Is this what Sherm was trying to explain at https://github.com/RobotLocomotion/drake/issues/16992#issuecomment-1102858871?

Is there really no way to disambiguate that? Something like if it has an actuator attached (on both sides?) then it's fine, no warning (nor error)?

The objective is to avoid hitting Delta > 0. If we can do that with a 0% false positive rate and 5% false negative rate, I'll buy that. The important thing is to hit the common failure modes, not be 100% accurate.

jwnimmer-tri commented 2 years ago

My suggestion here would be to curate a set of test cases (SDFormat files) with errors, and work backwards on reporting those errors. Trying to work forwards from the implementation to imagined test cases risks missing out on the actual victory condition -- the quality of feedback we report to real users, using their real-world examples.

sherm1 commented 2 years ago

Yes, that's what I was saying in https://github.com/RobotLocomotion/drake/issues/16992#issuecomment-1102858871.

The only way to know for sure that a massless/inertialess body is fatal is to generate the mass matrix M and check its condition number.
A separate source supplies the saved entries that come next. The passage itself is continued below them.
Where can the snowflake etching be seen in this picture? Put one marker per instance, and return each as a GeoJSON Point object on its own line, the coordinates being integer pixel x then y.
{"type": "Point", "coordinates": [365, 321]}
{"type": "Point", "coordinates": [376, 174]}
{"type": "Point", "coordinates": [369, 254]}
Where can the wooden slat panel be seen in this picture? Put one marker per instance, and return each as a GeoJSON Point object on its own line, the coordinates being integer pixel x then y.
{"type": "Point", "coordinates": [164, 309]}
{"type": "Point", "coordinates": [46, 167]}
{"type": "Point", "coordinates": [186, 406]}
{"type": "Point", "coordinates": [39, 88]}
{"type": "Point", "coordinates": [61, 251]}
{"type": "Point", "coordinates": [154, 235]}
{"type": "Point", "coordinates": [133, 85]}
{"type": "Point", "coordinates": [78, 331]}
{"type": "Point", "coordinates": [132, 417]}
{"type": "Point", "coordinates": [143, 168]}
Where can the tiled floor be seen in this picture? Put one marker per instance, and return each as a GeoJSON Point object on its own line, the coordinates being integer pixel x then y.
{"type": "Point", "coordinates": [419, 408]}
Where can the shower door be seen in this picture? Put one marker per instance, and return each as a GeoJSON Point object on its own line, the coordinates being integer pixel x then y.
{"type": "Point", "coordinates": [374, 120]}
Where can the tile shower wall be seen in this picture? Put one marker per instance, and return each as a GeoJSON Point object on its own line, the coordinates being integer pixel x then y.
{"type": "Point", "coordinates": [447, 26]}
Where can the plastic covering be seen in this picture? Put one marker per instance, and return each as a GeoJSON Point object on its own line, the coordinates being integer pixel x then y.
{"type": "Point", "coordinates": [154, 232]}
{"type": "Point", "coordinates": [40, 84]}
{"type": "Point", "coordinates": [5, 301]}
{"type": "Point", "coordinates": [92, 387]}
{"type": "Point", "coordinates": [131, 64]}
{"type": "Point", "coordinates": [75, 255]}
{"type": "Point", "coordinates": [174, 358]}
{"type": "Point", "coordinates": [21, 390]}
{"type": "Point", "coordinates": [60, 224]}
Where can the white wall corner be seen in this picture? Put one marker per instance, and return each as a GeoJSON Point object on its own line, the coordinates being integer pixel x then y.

Unfortunately that is M(q) so can't be done until runtime (with a Context present). So we're stuck with heuristics and a desire not to prevent legitimate uses like José's -- that leads to warnings and means we can't prevent some obscure Delta > 0 errors with these pre-runtime checks. Instead we're trying to catch egregious mistakes, and at least have something in the log for a user to consider after getting some inscrutable message.
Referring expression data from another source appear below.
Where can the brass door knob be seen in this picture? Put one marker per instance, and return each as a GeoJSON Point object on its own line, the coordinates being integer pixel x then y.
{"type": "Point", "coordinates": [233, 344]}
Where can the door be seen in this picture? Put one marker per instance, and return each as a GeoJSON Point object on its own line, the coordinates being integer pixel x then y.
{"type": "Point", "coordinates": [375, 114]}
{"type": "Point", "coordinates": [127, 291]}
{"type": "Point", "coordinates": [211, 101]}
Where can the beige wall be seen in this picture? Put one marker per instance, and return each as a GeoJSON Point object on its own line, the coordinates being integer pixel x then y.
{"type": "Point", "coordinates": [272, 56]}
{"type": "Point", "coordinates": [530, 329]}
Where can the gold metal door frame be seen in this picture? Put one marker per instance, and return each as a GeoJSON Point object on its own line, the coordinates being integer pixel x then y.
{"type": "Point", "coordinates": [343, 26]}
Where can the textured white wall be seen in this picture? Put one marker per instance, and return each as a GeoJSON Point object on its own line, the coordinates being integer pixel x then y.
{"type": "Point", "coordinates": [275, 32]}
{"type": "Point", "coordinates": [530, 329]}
Having some actual user cases to verify victory would be great -- any idea how to acquire those?

jwnimmer-tri commented 2 years ago

Examples can be found in most of the linked issues that Alejandro closed in lieu of this one.
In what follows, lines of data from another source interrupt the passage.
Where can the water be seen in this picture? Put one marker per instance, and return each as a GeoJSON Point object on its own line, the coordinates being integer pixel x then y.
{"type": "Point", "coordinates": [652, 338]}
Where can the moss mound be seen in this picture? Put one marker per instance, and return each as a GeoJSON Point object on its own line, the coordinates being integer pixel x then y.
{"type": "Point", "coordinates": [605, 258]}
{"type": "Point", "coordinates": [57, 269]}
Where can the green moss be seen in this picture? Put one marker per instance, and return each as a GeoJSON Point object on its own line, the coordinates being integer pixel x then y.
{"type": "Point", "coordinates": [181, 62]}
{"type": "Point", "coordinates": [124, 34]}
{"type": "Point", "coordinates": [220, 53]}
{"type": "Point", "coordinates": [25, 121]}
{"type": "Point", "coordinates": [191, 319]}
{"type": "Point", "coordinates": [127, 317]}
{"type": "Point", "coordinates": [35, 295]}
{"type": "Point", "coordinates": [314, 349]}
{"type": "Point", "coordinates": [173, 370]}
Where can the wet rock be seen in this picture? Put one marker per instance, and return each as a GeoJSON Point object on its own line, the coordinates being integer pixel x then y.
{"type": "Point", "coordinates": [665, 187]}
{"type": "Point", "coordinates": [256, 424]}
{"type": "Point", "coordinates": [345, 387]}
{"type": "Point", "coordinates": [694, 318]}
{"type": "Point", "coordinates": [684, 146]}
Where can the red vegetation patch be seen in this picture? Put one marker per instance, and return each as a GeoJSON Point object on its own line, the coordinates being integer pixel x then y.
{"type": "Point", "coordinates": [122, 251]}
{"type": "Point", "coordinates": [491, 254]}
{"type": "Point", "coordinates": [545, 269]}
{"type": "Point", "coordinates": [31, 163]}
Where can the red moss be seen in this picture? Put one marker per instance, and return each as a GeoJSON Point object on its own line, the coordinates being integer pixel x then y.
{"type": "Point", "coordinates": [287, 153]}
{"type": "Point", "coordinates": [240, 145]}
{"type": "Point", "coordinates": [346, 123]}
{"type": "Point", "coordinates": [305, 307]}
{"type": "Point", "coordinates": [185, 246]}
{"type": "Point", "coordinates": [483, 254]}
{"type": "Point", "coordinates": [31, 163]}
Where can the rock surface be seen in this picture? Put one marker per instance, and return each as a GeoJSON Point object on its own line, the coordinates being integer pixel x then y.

I'm pretty committed to a 0% false positive rate. I hope there's a way to detect the common cases (e.g., massless finger) without getting into the weeds.

mitiguy commented 2 years ago

I am fairly far along and currently breaking a larger PR into smaller pieces and pushing it to review. The solution leverages some existing code, namely: topology.CreateListOfWeldedBodies(). Since there is no Context available at the time of issuing the warning, it seems a 0% false positive rate is unlikely. I envision that this is the first of these types of somewhat indefinite warnings -- hence, why I think a C++ MessageManager might be beneficial. For example, the issuing of the warning can be delayed until a numerical problem is encountered.

sherm1 commented 2 years ago

Clarification please: by "false positive" do you mean a warning that turns out to be unnecessary? I certainly wouldn't like to see any false positive errors but I'm not sure that silence is better than a well-worded warning that would mostly be unseen until there's a problem.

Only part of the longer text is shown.